Die Hoffnung die uns bleibt, ist der entgegen jeglichem "James Bond"-Mythos immer wieder dokumentierte, geradezu unglaubliche Dilletantismus, mit dem sich alle Geheimdienste bisher immer selbst ins Knie schießen.

Wortbestätigung des Tages: jyabad
(Geheimdienstbezeichnung für ein nichtssagendes, aber sich irgendwie bedrohlich arabisch anhörendes Wort)

Solon hat gesagt…

"Klingt durchaus plausibel - aber erzählen Sie mir nicht nochmal, Sie wollten sich nicht in "wilde Spekulationen ergehen"."

Och, ich könnte durchaus noch viel wilder rumspekulieren. Und so logisch erscheint mir die Vermutung, dass die Geheimdienste irgendwie von sich aus selbst treibende Kraft sind, eben weiterhin nicht. Mir fällt nur bislang keine schlüssigere Erklärung ein.

Die große Frage ist und bleibt eben für mich: Was hätten die Geheimdienste davon? Was soll das Getue? Ist das Geheimdienstleben nicht schon schwer genug?
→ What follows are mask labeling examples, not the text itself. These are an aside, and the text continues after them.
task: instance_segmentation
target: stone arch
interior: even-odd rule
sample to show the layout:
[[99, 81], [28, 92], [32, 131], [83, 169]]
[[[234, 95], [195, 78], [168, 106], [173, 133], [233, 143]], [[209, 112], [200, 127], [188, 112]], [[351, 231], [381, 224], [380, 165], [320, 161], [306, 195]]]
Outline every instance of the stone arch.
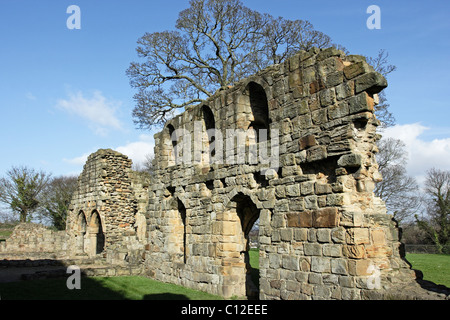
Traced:
[[105, 249], [105, 234], [100, 214], [97, 210], [92, 211], [89, 221], [89, 240], [90, 250], [89, 254], [95, 256], [100, 254]]
[[249, 259], [249, 232], [259, 218], [262, 204], [246, 189], [230, 195], [230, 200], [224, 203], [219, 246], [224, 275], [222, 293], [226, 297], [256, 298], [258, 291]]
[[174, 166], [176, 163], [175, 149], [177, 142], [172, 139], [175, 128], [172, 124], [167, 124], [163, 132], [163, 150], [167, 157], [167, 167]]
[[172, 197], [168, 212], [170, 235], [167, 238], [167, 251], [173, 261], [186, 264], [188, 258], [187, 244], [187, 210], [180, 197]]
[[256, 132], [256, 141], [261, 142], [270, 138], [270, 124], [272, 120], [269, 116], [269, 99], [267, 97], [267, 89], [258, 82], [251, 80], [245, 86], [242, 95], [245, 97], [243, 101], [245, 109], [250, 114], [250, 124], [248, 128], [254, 129]]
[[256, 205], [256, 207], [258, 209], [262, 209], [263, 208], [263, 204], [261, 201], [259, 201], [258, 197], [255, 195], [254, 192], [250, 191], [247, 188], [243, 188], [241, 186], [237, 186], [236, 188], [234, 188], [233, 190], [231, 190], [228, 194], [227, 197], [223, 203], [223, 206], [225, 208], [233, 208], [234, 204], [233, 204], [233, 199], [234, 197], [236, 197], [237, 195], [242, 194], [244, 196], [248, 196], [250, 198], [250, 200]]
[[202, 162], [211, 164], [212, 159], [216, 155], [215, 140], [216, 140], [216, 121], [214, 113], [207, 105], [201, 107], [202, 113], [202, 150], [204, 157]]
[[86, 215], [84, 214], [83, 210], [80, 210], [78, 212], [76, 222], [75, 222], [75, 252], [76, 254], [84, 254], [85, 251], [85, 238], [86, 238], [86, 232], [87, 232], [87, 222], [86, 222]]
Warum würden sie mehr Einfluss wollen?

Evident scheint mir nur, dass es ein übergeordnetes Muster gibt, soll heißen: Überall weltweit grassieren unsägliche neue Überwachungspläne, die einer objektiven Analyse hinsichtlich Kosten und Nutzen alle nicht standhalten würden.

Vielleicht sind es ja auch Außerirdische, die ein nach Überwachung süchtigmachendes Virus in der Atmosphäre versprüht haben?

In instabilen Staaten kann ich mir durchaus vorstellen, dass bestimmte Gruppen wie Militär oder Geheimdienste ihre Macht erweitern wollen, weil sie vermutlich zu Recht hoffen, die alleinige Kontrolle über den Staat zu bekommen. In dem Fall wird die Machtausübung dann sicherlich "angenehm". Aber die EU-Staaten und die USA halte ich für zu komplex, als dass einzelne Gruppen wie beispielsweise Geheimdienste hier eine echte Freude dran haben könnten, "durchzuregieren".

Fazit: Einen Einfluss (und zwar sogar einen starken) von Geheimdiensten auf die aktuelle Politik und auf einzelne Politiker, Wirtschaftsunternehmen und Medien halte ich für möglich. Aber das Warum erschließt sich mir nicht wirklich.